Personally, I think an update to the uniform could be considered. How about shorts? Ripped jeans horts and a nice sleeveless shirt with a sponsor by Vans or Champion would be great. (Let's be honest--the singlets and shorts or stirrup pants may have been good years and years ago, but now they're passé.) Or even better--let the guys choose their own costumes, like American Ninja Warrior!






















Much more exciting.

Speaking of exciting. Have you ever watched a Mixed Martial Arts fight? UFC, boxing or wrestling? (Professional wrestling, of course.) The introduction of the participants is much more exciting than gymnastics. Imagine total darkness, catchy music, spotlights circling... a hooded figure sauntering--no, swaggering down the aisle flanked by security guards...  an announcer who gives a short rundown of each athlete--his trials and triumphs and expectations for the outcome of the competition.




We could even have some bikini girls walk around with placqards announcing each event. And smoke. Smoke = drama, and who doesn't love drama?

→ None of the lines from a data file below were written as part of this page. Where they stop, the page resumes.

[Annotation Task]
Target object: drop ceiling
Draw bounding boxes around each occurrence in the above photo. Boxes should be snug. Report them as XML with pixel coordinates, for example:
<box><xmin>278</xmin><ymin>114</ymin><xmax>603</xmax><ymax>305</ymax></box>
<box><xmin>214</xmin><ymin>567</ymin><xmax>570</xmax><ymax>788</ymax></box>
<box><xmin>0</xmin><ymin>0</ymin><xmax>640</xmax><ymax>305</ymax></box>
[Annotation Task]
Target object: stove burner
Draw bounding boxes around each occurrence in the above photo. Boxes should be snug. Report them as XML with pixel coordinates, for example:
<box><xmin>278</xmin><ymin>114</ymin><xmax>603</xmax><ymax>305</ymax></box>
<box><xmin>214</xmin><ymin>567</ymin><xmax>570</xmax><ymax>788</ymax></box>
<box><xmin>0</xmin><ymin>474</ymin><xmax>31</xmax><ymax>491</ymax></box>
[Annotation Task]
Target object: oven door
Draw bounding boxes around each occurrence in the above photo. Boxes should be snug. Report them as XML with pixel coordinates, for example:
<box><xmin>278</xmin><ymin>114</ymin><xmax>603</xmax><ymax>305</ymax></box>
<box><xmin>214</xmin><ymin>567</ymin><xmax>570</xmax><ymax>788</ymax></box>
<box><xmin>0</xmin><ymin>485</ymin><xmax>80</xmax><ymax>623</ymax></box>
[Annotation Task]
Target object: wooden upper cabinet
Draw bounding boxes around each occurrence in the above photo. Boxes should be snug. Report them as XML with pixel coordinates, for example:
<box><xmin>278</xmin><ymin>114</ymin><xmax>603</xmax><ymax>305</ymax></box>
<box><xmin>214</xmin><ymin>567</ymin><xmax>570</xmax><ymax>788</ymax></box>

As far as the events themselves, I think the floor exercise could be tweaked. Music on the floor exercise would be great. It adds so much to women's floor routines, and it would do the same to the men's.

We all know there's only so much room for grace and poise for boys and men in mainstream USA. So what if we look at the sport carefully and accentuate the power, strength and virtuosity?  Take out the girly stuff like the pointed toes and splits? Nobody wants to see that. Instead, we could use poses like body builders. If the gymnasts are wearing shirts at this point, they could either take them off or rip them off and throw them into the crowd!

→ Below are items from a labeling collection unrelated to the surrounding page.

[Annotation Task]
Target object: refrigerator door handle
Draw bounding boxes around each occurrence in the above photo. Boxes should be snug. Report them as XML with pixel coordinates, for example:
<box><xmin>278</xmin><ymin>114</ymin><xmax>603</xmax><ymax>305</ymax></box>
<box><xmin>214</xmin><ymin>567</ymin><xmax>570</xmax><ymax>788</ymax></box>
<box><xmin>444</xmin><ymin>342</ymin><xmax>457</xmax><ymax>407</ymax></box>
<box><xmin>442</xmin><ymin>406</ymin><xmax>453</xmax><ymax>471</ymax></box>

Seeing this picture of The Hulk really has me considering a belt for champions. Not while they compete--that would be ridiculous. Just before and after events. It's stunning.

Maybe instead of a choreographed floor routine, the gymnasts could do a series of tumbling passes on the floor then lift heavy things?  (But then we would miss things like these airflares (0:40), these russian circles (0:40) and this press (0:47.) Hmmm. Maybe fire or sharp things could be incorporated. (I'm just throwing out ideas here.)

Really, I think we need more energetic announcers. How about having a dude announce? Maybe Joe Rogan or Simon Cowell. The announcers with all of this overly specific description aren't really adding much. We need jumbotron slo-mo replays of the vault for people like me who can't process it all. (And can we talk about how to take the vault up a notch? Sue they run fast and hurtle over a huge, hard object, but the injuries really don't happen often enough to count on for excitement. Maybe raising the whole event 20 feet would work. Just to up the stakes.

Really, you can't underestimate the power of the jumbotron. We need replays of all the mind-blowing floor, still rings, pommel, parallel bars and high bar (7:30) routines. And marketing with girls in bikinis, loud music with guitars, maybe some oiled torsos and slo-mo.

*I am humbly submitting this modest proposal with no expectations. I know that USAG is going through some rough times, so I'm not asking for any compensation (even though a marketing analysis like this would probably cost hundreds of thousands of dollars).

Now, I will be the first person to admit that there are lots and lots of cool sports and arts that are underrated. This plan could be adapted for them, too. (A fee may be assessed for my work in other areas.)